If you’ve driven in the Dominican Republic you’ve met men like him: perhaps he guided you into a space in an empty parking lot and promised to look after your car, or else appeared after you’d parked to lay a swath of cardboard over your windshield. You probably tipped him, although he didn’t really do much of anything. You might properly describe this guy as a buscón.

I intend to do a series of pieces on cleaning up the Latin American market, and I think it’s useful to begin here, as I’ve heard intelligent, well-informed reporters broach the possibility of “getting rid of the buscones.” A better start may be to get rid of the term buscón.

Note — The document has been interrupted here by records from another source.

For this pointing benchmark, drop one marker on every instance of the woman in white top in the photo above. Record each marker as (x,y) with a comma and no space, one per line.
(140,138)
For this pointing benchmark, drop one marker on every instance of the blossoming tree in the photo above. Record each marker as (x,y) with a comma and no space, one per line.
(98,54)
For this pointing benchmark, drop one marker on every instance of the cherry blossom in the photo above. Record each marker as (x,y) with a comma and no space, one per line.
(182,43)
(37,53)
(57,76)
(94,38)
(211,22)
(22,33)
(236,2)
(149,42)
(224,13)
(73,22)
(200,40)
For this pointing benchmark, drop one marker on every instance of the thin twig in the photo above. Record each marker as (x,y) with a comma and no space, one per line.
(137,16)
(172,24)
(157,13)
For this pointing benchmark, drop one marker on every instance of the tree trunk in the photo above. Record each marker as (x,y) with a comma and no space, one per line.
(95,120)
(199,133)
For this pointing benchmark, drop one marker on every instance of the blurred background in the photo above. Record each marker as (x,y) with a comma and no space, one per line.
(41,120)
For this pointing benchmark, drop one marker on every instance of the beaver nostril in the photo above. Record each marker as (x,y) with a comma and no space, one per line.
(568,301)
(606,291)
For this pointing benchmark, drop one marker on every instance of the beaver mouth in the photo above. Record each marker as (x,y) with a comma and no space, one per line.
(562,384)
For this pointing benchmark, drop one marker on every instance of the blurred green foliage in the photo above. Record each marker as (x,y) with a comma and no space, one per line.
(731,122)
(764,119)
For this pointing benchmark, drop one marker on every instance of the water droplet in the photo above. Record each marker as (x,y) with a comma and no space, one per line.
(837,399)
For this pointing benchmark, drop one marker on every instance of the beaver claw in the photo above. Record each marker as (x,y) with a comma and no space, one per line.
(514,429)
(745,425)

In my experience, the only Dominicans who use the word are past or present employees of the American baseball industry. When your man on the street wants to talk about the men who scout, train, and negotiate on behalf of amateur baseball players, they typically use respectful phrases like trainer, coach, or adviser. (When Ynoa signed last July 2, one Santo Domingo newspaper went so far as to describe Edgar Mercedes as Ynoa’s mentor.)

Meanwhile, when baseball people use the word, they tend to do so derisively. The derision may be rooted in the days when Dominican prospects rarely earned even five-figure bonuses, when the advisers were working for something closer to tip money. I also understand it hierarchically: the club employees are insiders and like to remind everyone that the advisers are not.

But the bonuses paid to Latin American prospects have exploded, and the advisers have become increasingly professional. While they have been in the middle of the scandals that periodically shake the baseball world, they perform two absolutely vital functions: They train young athletes, helping them develop the skills and physicality to play pro baseball, and they negotiate with clubs on behalf of the prospects. You might as well get rid of high school baseball coaches and player-agents.

For fifty or so years Latin America has been the Wild West of baseball’s talent market, and cleaning it up is going to mean establishing structure where there has been little. Doing so will not be easy, and MLB will need what help it can get. It would be wise to recognize advisers as partners, rather than annoyances: as men who care deeply for the boys that they train, and who are heavily invested in the success of the Latin American game.

(Photo: Advisers watching a tryout at Baseball City. They were a nervous bunch, toyed with their cell phones incessantly and mostly did not talk to each other. As a group, they gave off the vibe of sports, or hustlers. And yet I found the advisers I met possessing of deep and solemn concern for the well-being of their players.)